Grundsätzlich zum Thema. Seitdem ich Digitalkameras und RAW Dateien verwende, kann ich mich nicht an einen Kamerahersteller erinnern, wo es keine Unterschiede bei den RAW Daten und den entsprechenden Interpretation durch den RAW Konverter gab. Eine Canon 5DII verhielt sich anders als eine 5D (...)

Ja, das ist allerdings so. Meiner Meinung nach könnte sich Adobe da noch etwas verbessern, was konkret die A7IV betrifft. Wie du in deinem Beitrag von gestern im Thread zur A7IV bemerkst, ist zum Beispiel das Rauschverhalten nicht besonders. Ich glaube eher, dass das ein Konverterproblem ist und nicht unbedingt an den Eigenschaften des Sensors liegt.
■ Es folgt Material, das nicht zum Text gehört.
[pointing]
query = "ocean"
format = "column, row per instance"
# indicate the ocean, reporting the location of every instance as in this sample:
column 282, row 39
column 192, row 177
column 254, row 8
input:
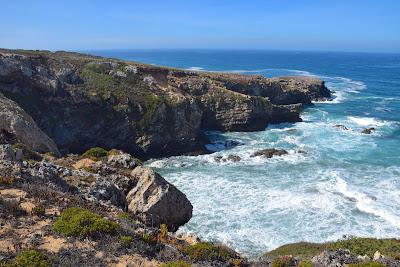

In Capture One geöffnet sah das gleich viel besser aus. Ich will mir aber nicht den Stress machen, wieder mit einem zweiten Konverter parallel zu arbeiten, daher hoffe ich, dass Adobe da bei Gelegenheit mal nachbessert. 

Mit den Farbpresets bin ich zwar jetzt schon weitergekommen. Aber hilft nichts: Ohne X-Rite und Kamerakalibrierung wird das nichts, glaube ich.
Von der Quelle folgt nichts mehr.